ABSTRACT

A noted pop producer of the 1960s, Wilson is known for his work with Simon and Garfunkel, Bob Dylan, the Animals, Frank Zappa, and the Velvet Underground. Born Thomas Blanchard Wilson, Jr., in Waco, Texas, the Black Wilson attended Harvard where he first heard and fell in love with jazz music. On graduation, he was hired by Savoy records, and then worked briefly for United Artists and Audio Fidelity, producing albums for jazz musicians John Coltrane, Sun Ra, and Cecil Taylor, among others. Wilson joined Columbia in 1963 in their pop department as a staff producer. Assigned to work with Bob Dylan, Wilson oversaw Dylan’s transformation from folk-protest singer to surrealist rock poet,producing the classic albums Another Side of Bob Dylan and Highway 61 Revisited. Wilson also oversaw the debut album by the folk-protest duo, Simon and Garfunkel, adding drums to their subdued recording of “Sounds of Silence,” and transforming it into a hit. That success led him to be hired by MGM in 1965 to head the pop department of their Verve label and bring younger acts to the label.
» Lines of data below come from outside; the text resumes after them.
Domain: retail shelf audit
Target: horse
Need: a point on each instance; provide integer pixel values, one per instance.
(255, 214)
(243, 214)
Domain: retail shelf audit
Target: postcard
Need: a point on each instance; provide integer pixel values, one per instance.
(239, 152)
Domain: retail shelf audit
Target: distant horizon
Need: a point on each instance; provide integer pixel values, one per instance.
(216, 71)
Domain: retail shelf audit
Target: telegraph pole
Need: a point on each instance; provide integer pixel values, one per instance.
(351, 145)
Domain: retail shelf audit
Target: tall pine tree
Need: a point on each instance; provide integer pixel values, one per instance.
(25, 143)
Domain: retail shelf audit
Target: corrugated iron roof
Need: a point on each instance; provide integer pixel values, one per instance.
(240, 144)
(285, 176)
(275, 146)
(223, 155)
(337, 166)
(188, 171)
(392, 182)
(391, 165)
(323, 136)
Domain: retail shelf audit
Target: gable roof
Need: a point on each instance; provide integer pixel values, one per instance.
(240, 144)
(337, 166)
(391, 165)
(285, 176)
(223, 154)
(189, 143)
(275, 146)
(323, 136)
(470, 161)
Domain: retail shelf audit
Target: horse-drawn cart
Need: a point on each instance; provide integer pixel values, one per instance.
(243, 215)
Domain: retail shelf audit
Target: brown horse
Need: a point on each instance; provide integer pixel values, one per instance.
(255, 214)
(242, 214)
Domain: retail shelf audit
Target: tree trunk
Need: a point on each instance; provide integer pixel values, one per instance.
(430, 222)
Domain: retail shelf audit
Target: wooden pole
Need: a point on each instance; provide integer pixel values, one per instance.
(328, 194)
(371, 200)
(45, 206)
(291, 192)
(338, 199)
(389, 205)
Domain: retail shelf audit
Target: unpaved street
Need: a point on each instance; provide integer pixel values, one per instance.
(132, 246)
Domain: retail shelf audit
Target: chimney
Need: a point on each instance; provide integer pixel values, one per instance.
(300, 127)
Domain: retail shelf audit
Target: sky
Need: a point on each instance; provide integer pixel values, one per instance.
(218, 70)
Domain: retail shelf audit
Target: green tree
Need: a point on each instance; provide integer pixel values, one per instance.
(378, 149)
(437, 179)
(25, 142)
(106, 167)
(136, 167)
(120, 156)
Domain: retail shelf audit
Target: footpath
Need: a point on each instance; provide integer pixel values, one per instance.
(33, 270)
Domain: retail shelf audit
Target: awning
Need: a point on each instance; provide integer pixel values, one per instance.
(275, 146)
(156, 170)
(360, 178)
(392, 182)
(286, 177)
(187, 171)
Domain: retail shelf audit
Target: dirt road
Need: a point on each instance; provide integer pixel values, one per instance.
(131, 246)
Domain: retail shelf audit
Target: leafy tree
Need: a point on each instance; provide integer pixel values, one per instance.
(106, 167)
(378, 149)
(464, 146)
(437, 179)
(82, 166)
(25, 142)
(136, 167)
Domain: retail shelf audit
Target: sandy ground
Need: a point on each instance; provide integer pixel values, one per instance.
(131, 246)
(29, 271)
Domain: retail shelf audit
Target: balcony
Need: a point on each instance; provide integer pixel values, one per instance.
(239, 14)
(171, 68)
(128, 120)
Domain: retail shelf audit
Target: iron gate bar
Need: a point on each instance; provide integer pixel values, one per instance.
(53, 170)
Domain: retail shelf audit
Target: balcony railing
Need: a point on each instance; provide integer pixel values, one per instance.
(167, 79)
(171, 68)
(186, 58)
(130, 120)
He signed Frank Zappa’s Mothers of Invention to the label, overseeing its initial albums, as well as the first recording by the New York avant-garde rock band the Velvet Underground; his biggest pop success at MGM came with the U.K. group the Animals. Wilson was less active as a producer after the early 1970s, turning his attention to various business ventures, including New York’s Record Plant Studio, which he cofounded in 1968 with his engineer Gary Kellgren and additional partner Chris Stone; it became the premier recording studio in the city by the late 1970s, with a second, successful branch in Los Angeles. Wilson died in Los Angeles after suffering a heart attack.